ArmorPaint’s procedural material system does not use pre-written .kong files for material outputs. Instead, parser_material.c traverses the live material node graph at runtime and generates shader source code dynamically. This generated code is then compiled on-the-fly by the embedded Kong compiler (enabled via the with_kong build flag) and uploaded to the GPU. This means every change to the material node graph produces a freshly compiled shader, allowing fully procedural, node-driven materials without a fixed set of pre-authored shader permutations.

Raytrace Shaders

Hardware ray-tracing shaders live in base/shaders/raytrace/. Unlike the Kong-based UI and paint shaders, these are written directly in API-native source languages and pre-compiled to binary:
FileBackends
raytrace_brute_core.*.cso (D3D12), .spirv (Vulkan), .metal (Metal)
raytrace_brute_full.*.cso (D3D12), .spirv (Vulkan), .metal (Metal)
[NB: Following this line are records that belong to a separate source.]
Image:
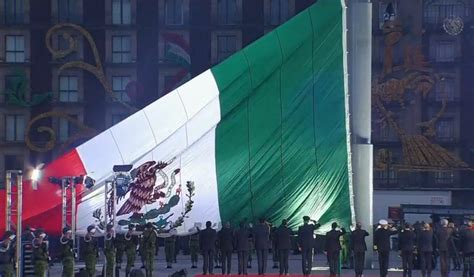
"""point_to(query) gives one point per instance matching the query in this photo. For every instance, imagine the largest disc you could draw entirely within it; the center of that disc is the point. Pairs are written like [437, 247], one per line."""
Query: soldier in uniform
[109, 250]
[226, 246]
[306, 243]
[207, 241]
[406, 245]
[90, 251]
[467, 249]
[131, 242]
[241, 238]
[170, 244]
[425, 247]
[40, 253]
[148, 243]
[333, 248]
[261, 236]
[382, 245]
[194, 248]
[7, 254]
[283, 245]
[67, 252]
[358, 248]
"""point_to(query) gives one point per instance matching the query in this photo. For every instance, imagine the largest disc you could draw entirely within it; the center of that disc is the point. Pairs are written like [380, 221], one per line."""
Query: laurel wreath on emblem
[144, 192]
[453, 26]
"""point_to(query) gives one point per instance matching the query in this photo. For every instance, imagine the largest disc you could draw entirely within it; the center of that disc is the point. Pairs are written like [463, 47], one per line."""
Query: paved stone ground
[320, 267]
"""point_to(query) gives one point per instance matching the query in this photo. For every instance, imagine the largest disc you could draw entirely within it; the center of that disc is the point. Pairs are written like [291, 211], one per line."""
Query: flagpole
[359, 47]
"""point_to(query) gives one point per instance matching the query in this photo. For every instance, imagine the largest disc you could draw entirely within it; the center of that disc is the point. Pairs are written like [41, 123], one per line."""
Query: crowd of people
[421, 244]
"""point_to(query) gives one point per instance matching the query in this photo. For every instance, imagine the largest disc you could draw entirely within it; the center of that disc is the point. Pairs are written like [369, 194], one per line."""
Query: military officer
[382, 245]
[109, 250]
[67, 252]
[194, 248]
[131, 242]
[283, 245]
[207, 241]
[226, 246]
[241, 238]
[90, 250]
[358, 247]
[7, 254]
[406, 245]
[148, 243]
[40, 253]
[170, 245]
[306, 243]
[333, 248]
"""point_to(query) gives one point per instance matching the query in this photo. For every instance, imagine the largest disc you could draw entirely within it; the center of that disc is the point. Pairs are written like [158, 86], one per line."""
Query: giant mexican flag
[264, 133]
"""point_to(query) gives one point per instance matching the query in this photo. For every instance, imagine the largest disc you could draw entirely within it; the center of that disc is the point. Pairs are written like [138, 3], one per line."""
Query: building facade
[136, 51]
[422, 60]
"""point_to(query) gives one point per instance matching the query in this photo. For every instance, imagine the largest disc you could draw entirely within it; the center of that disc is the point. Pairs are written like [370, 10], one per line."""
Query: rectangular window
[445, 129]
[67, 128]
[68, 89]
[445, 90]
[227, 12]
[14, 11]
[226, 46]
[68, 11]
[279, 12]
[121, 49]
[15, 49]
[119, 87]
[121, 12]
[445, 51]
[116, 118]
[444, 177]
[174, 12]
[15, 127]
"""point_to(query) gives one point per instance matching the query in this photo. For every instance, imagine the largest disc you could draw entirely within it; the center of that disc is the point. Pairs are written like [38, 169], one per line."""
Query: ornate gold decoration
[85, 132]
[394, 86]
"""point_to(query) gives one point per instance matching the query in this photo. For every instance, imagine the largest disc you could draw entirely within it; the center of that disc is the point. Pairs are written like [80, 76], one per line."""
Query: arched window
[435, 11]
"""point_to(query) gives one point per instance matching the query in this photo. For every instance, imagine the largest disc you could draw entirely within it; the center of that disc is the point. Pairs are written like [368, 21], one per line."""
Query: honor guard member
[109, 250]
[194, 248]
[207, 241]
[241, 238]
[67, 252]
[90, 250]
[467, 249]
[425, 247]
[444, 240]
[149, 241]
[7, 254]
[406, 245]
[275, 258]
[358, 248]
[226, 247]
[131, 242]
[170, 245]
[333, 248]
[261, 236]
[40, 253]
[382, 245]
[306, 243]
[283, 245]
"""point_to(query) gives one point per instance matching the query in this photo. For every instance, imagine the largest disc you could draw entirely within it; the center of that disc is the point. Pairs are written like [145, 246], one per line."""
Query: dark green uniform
[67, 257]
[131, 243]
[194, 249]
[7, 252]
[40, 257]
[149, 244]
[109, 252]
[170, 243]
[90, 252]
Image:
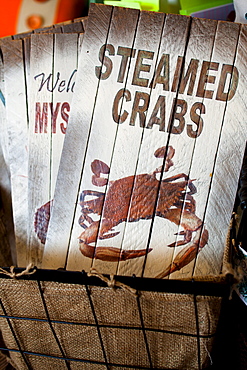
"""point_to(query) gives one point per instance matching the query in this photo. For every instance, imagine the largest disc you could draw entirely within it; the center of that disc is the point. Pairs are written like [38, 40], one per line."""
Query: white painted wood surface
[75, 144]
[199, 101]
[227, 167]
[53, 66]
[103, 130]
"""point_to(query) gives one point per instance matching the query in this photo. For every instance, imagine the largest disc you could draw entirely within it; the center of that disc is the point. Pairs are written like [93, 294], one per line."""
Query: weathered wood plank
[206, 144]
[227, 166]
[129, 136]
[68, 180]
[54, 59]
[155, 136]
[166, 221]
[17, 127]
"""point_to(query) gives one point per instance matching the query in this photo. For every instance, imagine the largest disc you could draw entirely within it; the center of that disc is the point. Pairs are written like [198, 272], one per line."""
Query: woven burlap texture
[169, 321]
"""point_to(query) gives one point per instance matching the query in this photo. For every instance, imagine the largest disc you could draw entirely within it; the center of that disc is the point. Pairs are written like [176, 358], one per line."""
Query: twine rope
[112, 283]
[28, 271]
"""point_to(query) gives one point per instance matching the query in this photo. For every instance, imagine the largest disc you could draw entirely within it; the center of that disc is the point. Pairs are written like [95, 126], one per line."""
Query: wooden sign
[151, 125]
[15, 100]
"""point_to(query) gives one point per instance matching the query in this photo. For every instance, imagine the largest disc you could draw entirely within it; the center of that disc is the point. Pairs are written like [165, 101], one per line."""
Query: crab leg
[110, 254]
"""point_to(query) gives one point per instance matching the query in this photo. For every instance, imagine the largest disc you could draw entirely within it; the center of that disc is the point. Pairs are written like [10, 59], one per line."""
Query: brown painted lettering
[139, 109]
[177, 74]
[206, 78]
[160, 106]
[123, 93]
[54, 114]
[230, 72]
[178, 116]
[41, 119]
[189, 76]
[141, 67]
[197, 119]
[106, 61]
[64, 109]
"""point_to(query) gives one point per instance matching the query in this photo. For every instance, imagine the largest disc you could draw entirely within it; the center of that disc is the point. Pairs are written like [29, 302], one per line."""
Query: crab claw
[110, 254]
[166, 153]
[187, 254]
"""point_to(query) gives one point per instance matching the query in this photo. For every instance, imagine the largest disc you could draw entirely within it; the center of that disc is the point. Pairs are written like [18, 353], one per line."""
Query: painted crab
[133, 198]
raytrace_bake_ao.*.cso, .spirv, .metal
raytrace_bake_light.*.cso, .spirv, .metal
raytrace_bake_bent.*.cso, .spirv, .metal
raytrace_bake_thick.*.cso, .spirv, .metal
The source files (raytrace_brute.hlsl, raytrace_brute.comp, raytrace_brute_core.metal, etc.) are in base/shaders/raytrace/src/ along with build scripts (build_dxr.bat, build_metal.sh, build_vkrt.sh). These shaders power the Brute Pathtracer — ArmorPaint’s hardware-accelerated path-tracing engine — which supports Direct3D 12 DXR, Vulkan ray tracing, and Metal ray tracing.
Developers who want to add custom shaders via a plugin can use the plugin_material_kong_get() API to hook into the material shader generation pipeline. This allows plugins to inject custom node types that produce Kong-compatible shader code fragments integrated with the standard material output.